Inidoneità della misura domestica con lo strumento di controllo elettronico, secondo una valutazione della concreta gravità dei reati commessi desunta dal fatto che l’indagato, oltre ad avere dato prova di essere particolarmente violento, ha reso evidente di essere legato da rapporti amicali con uomini senza scrupoli, disponibili a picchiare, su richiesta del ricorrente, persone indifese”.

È quanto statuito dalla Suprema Corte di Cassazione sez. VI Penale con sentenza n. 15864/2018, depositata il 10 aprile, con la quale ha confermato la misura coercitiva della custodia cautelare in carcere nei confronti dell’imputato e ha altresì condannato il ricorrente al pagamento delle spese processuali.

Nella fattispecie in esame l’imputato era accusato di maltrattamenti in danno alla compagna e ai figli minori ex art 572 c.p., avendo posto in essere una condotta diretta, in modo non equivoco, a cagionare lesioni personali e percosse e procurando grave nocumento alle vittime.

Nel caso de quo il Tribunale del Riesame di Roma aveva confermato l’ordinanza del GIP sull’applicazione della custodia cautelare in carcere, ritenendo la misura degli arresti domiciliari inadeguata a contenere la pericolosità sociale del soggetto ed evitare la possibilità di reiterazione del reato.

L’imputato, successivamente, presentava ricorso lamentando l’inadeguatezza della misura cautelare a lui applicata perché considerata di eccessiva gravità rispetto al fatto.

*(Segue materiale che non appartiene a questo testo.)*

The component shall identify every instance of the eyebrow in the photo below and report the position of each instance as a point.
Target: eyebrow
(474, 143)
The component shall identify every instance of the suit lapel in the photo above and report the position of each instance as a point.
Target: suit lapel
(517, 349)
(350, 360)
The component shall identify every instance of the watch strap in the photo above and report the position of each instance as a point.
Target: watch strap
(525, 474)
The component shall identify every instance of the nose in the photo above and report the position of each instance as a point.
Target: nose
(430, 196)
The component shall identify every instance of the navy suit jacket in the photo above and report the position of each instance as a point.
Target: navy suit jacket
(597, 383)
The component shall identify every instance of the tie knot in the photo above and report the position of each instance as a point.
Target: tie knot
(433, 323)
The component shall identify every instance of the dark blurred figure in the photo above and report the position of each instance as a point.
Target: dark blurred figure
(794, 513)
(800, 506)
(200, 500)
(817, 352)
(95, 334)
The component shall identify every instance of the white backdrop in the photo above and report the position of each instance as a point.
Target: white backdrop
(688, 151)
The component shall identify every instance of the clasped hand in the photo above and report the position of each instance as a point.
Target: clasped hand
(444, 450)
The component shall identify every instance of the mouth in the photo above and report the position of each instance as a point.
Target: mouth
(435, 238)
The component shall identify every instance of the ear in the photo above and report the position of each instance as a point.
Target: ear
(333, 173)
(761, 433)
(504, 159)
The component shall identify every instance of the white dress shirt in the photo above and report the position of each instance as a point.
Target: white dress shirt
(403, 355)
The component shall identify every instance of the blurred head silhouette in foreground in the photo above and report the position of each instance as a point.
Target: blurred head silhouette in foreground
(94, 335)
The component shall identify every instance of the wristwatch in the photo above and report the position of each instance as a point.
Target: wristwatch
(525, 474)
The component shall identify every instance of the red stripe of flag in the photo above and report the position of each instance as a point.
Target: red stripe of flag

Per gli Ermellini il ricorso è da considerarsi privo di fondamento e, uniformandosi alle precedenti pronunce, ha confermato l’applicazione della custodia cautelare in carcere avendo l’indagato dato prova della sua effettiva pericolosità sociale essendo legato amicalmente con soggetti dediti alla delinquenza e disposti a picchiare persone indifese su semplice richiesta dell’imputato.